I haven't composed anything microtonal since 2003ish!

Tuesday, April 27, 2010

I wonder how well adaptive timbre could work? Could we have timbres that coincide perfectly for fifths, thirds, sevenths(ish) without having to do adaptive tuning? Just, you know, FFTing the input signal, picking out the odd-numbered overtones, raising the third harmonic by 2c, the fifth by 14, the seventh by something like 30c, etc. (With a synthesized signal it would be easier, of course, since no adjustment of input after FFTing it is needed)

Would different tones of a chord need them differently adjusted? Is there a way to uniformly adjust harmonics for all tones so that 12tet basically would have the benefits of JI when it comes to harmonics coinciding? Or is this a pipe dream? Would the timbres sound way too weird?

Could there be a non-equal adjustment that wouldn't be adaptive, such that e.g. Dmaj and Gmaj, despite having the identical 1:2^(4/12):2^(7/12) frequency patterns have different enough out-of-tune harmonics to, despite both sounding good and major still sounding interestingly distinct, a bit like a timbral equivalent to the non-equal temperaments that were in vogue before 12tet?

Thursday, April 15, 2010

A reason I don't much like the kind of linguistic prescriptivism based in armchair-linguistic musings of people into a sort of logician/engineering/whatever mindset is basically to do with how language and our minds and our social situations have evolved.

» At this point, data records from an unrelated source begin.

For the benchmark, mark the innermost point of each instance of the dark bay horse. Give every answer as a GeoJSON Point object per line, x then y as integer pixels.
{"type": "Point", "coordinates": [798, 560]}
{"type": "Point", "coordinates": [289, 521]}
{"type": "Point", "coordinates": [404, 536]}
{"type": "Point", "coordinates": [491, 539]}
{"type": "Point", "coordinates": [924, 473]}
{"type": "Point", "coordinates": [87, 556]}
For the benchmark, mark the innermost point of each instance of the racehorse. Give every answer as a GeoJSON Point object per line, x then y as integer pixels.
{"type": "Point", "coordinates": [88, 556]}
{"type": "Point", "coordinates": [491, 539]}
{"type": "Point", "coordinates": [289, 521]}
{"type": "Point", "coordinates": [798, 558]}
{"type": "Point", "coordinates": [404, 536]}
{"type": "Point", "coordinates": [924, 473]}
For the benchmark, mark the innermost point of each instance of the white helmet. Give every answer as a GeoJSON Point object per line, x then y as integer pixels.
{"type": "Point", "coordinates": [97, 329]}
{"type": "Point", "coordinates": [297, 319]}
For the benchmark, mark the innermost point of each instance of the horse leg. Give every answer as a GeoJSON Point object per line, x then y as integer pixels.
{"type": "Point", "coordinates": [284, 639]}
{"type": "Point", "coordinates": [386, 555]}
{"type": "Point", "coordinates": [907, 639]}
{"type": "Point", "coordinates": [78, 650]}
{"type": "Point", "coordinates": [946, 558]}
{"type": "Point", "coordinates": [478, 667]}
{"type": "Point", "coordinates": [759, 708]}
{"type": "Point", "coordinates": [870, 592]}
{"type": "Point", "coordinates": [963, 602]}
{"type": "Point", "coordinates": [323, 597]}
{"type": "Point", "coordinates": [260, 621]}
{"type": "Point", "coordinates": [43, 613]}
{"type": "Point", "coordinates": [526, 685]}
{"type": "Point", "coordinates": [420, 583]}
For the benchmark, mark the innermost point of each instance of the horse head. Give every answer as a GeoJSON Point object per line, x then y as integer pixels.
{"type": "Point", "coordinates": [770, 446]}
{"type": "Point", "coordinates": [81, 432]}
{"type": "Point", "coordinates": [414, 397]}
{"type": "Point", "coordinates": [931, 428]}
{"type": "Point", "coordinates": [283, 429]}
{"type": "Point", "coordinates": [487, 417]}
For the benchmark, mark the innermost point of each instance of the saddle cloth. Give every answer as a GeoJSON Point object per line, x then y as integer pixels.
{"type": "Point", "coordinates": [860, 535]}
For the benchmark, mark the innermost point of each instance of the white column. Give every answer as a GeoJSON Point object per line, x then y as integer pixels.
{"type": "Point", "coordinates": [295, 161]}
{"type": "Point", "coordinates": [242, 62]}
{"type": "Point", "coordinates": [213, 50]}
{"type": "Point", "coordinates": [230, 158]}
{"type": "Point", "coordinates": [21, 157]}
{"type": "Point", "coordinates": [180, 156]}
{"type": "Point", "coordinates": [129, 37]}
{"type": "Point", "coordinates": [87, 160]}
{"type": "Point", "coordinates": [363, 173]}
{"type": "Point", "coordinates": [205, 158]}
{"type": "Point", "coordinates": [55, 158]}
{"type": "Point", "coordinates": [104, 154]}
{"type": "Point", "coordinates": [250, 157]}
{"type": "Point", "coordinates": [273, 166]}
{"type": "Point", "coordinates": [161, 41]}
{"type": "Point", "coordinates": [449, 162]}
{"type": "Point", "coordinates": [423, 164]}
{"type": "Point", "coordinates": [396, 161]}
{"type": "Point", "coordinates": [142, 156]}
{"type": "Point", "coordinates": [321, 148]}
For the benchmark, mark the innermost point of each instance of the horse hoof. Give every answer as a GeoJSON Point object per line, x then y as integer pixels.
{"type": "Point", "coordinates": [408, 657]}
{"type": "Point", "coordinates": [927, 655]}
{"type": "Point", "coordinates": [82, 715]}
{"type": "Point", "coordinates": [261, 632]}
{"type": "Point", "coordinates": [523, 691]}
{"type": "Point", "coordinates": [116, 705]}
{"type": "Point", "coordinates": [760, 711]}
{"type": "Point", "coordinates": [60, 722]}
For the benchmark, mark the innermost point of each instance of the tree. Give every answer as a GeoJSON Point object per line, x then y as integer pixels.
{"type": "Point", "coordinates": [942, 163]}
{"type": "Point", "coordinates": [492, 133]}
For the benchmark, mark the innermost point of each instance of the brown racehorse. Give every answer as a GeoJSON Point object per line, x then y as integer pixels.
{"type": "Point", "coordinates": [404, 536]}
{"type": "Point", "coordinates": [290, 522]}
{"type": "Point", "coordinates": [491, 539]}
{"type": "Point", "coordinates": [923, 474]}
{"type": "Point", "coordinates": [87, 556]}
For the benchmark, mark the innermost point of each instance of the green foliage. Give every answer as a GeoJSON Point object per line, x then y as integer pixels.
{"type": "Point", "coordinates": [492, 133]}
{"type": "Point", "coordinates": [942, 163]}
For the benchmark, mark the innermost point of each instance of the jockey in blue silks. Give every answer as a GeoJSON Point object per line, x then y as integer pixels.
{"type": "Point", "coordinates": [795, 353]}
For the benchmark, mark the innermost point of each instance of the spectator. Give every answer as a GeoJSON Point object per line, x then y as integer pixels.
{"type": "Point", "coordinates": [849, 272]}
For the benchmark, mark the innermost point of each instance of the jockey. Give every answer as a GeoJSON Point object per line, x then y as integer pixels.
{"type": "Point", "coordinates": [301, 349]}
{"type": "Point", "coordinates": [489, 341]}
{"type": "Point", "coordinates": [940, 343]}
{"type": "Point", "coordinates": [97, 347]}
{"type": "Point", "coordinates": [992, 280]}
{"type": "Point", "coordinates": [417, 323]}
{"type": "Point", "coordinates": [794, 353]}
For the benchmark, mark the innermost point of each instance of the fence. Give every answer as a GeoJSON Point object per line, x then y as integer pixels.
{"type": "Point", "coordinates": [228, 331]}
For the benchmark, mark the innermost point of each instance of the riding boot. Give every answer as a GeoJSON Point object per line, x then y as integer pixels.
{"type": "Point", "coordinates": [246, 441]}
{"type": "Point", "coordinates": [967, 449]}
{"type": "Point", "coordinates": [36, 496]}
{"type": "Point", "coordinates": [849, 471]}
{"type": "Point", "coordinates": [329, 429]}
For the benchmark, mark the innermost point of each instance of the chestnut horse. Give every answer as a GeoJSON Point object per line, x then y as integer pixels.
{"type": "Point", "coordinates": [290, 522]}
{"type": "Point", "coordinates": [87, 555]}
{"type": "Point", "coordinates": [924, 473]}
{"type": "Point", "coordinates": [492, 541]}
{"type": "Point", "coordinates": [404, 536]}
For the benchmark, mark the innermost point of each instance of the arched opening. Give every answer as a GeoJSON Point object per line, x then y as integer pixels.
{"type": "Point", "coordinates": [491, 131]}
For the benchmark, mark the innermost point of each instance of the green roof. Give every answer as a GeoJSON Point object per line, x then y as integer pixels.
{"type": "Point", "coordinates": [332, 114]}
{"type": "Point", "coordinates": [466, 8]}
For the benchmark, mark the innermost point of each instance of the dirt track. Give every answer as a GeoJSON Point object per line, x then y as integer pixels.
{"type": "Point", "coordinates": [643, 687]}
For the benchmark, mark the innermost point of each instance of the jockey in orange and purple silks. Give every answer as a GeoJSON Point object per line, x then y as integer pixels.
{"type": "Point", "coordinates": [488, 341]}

Basically, what happens when you let evolution run on some system that can be designed evolutionarily, it will often take into account features of the underlying systems that the human designer is not aware of.

Secondarily, language as a system is sort of distributed. No one knows every word of their language (with some trivial exceptions, but these are 'degenerate' cases, especially languages on the brink of extinction), no one knows every construction, etc. Constructions spread when people pick up that they are constructions, which means that for a construction to gain ground, there must be something that gives away that it is a construction in the first place, it needs to fill a purpose, it needs to be easy enough to apply by analogy, etc. So, we have a system where there's a lot of evolutionary algorithms going on all over the place, and the best thing is - the protocol by which these innovations spreads is itself affected by these changes. We're having evolutionary algorithms within evolutionary algorithms. This, in turn, in a really distributed system, which also has interfaces with other similar systems (== other languages, by means of bilingual speakers or anyone in a language contact situation!) ...

The number of fields one should understand to grasp why languages are like they are probably exceeds what anyone can learn in a lifetime. Probably, any number of the weirder things in language - quirky case, irregular forms, discongruence (e.g. the Semitic system where numbers over four or somesuch are marked for the opposite gender of the nouns they govern), congruence, differential object marking, aspect marked on the object instead of on the verb (making aspect unmarkable on intransitives and quirky case verbs) are results of optimizations that have made sense for the distributed memetic(ish) algorithm that designs language all the time. The reanalyzis of how to use the non-nominative pronouns in English probably also fit in with this - in lack of other supporting structures, lots of minds have converged on using them in a way that marks some kind of distinction that is more relevant for them to mark than whatever was marked earlier, hence expressions like "my brother and me went to town yesterday".

For a human to optimize this is doomed to failure. He's unlikely to have an idea of the uses of most of the stuff in the language, and will cut out stuff that it is based on, and add in parts that seem logical or easily processable, but haven't gone through centuries of optimization.

I'm also considering calling 'evolution' an intelligent process, since it solves problems.

I guess this kind of subverts the Intelligent Design people's position. At least I hope so.